The main constraint in the L2C system is the strict latency 
VII. PROJECTED UPGRADE OF THE EWS A. New Requirements for the L2C
The NA48 collaboration has requested that the charged trigger be able to stand an increased event rate of about 150-200 kHz. At such a rate, the pre.sent implementation would see its dead time and event loss increase to prohibitive values. Meanwhile, we have studied the possibility of replacing the EWs based on DSP clusters by mono-processor EWs based on state of the art general purpose RISCs: the straightforward, sequential software of a mono-processor EW would indeed be much more easy to maintain than the present MIMD code as it would get rid of much communication and synchronization code.
B. Benchmarks
We have run the L2C core software on various processors and obtained very encouraging results. This tremendous leap in performance can be explained by the fact that the architecture of present-day general purpose processors is particularly adapted to the L2C algorithm. The amount of data per event is very small (typically -160 bytes) while the track-reconstruction algorithm is relatively complex (though not bulky). The first access to the data by the processor practically loads the whole event into the processor's cache and then the algorithm proceeds at full speed. This also entails that any increase of clock frequency on a processor means a gain of the same proportions in computing time.
D. Implementation Inside the Existing System
Presently, the communication between the EWs and the rest of the system goes either through 'C40 links for fast data transfers or VME for monitoring and control. Any upgrade of the EWs poses a hardware problem, which is to interface the new RISC boards with the EBD and the FM through the 'C40 link protocol, and a software problem, which involves the porting of the DSP software on a RISC platform and the development of the drivers of the hardware interface. Since most of today's RISC VME boards are made to receive at least one PCI mezzanine card (PMC), the most straightforward way of interfacing the mono-processor EWs with the rest of the system is to develop a specific PMC that will handle the different data transfers on firmware, using the 'C40 link protocol (Figure9). It will also have to take on some low-level functions (e.g. timers) which are present on the DSP chips but will not be available on the RISC processor.
VIII. CONCLUSION
The L2C is a successful implementation of a high rate, software, scalable trigger system.
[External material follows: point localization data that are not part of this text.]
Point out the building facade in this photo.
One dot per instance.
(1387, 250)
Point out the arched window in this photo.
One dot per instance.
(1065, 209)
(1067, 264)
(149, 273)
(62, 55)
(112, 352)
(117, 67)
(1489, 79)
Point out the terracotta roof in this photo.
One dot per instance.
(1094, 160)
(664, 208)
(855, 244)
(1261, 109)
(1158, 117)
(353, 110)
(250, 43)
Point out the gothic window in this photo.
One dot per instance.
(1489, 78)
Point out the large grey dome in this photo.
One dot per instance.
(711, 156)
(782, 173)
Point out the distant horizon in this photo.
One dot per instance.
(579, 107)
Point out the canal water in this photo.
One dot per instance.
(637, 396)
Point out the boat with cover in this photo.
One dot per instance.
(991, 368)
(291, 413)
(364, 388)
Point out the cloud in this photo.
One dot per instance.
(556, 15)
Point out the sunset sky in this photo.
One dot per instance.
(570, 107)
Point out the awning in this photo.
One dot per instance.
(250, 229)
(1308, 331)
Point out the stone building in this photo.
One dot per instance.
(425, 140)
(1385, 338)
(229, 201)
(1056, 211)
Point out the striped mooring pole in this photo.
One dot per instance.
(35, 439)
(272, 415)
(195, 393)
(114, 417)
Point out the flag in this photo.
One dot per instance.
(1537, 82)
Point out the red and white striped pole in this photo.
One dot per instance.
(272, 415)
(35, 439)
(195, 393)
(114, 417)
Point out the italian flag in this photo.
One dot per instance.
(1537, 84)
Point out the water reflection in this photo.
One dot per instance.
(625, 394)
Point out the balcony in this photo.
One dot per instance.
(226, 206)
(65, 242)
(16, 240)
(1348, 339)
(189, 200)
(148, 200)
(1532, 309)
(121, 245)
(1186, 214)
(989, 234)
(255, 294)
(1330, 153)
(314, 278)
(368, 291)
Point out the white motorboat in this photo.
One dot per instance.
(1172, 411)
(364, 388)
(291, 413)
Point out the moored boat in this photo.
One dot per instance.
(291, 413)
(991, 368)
Its strong points include a small scale, efficient and compact switched-based event builder, as well as a scalable processing farm of commercial CPUs which allows for easy upgrades.
It is to be noted that capabilities for standalone emulation and testing are crucial for the development of such a complex system: without these features the integration of the system would have proved much more difficult.
The importance of control software should also be underlined: monitoring a 100 kHz or more event processing system requires a strong software back-end which, beyond everything, has to be robust.
The NA48 charged trigger may be considered as a small example of what will have to be done for future LHC experiments: software trigger systems, statistical performance, massive parallelism, commercial electronics. The experience acquired through the design of this particular is precious for the design of future systems.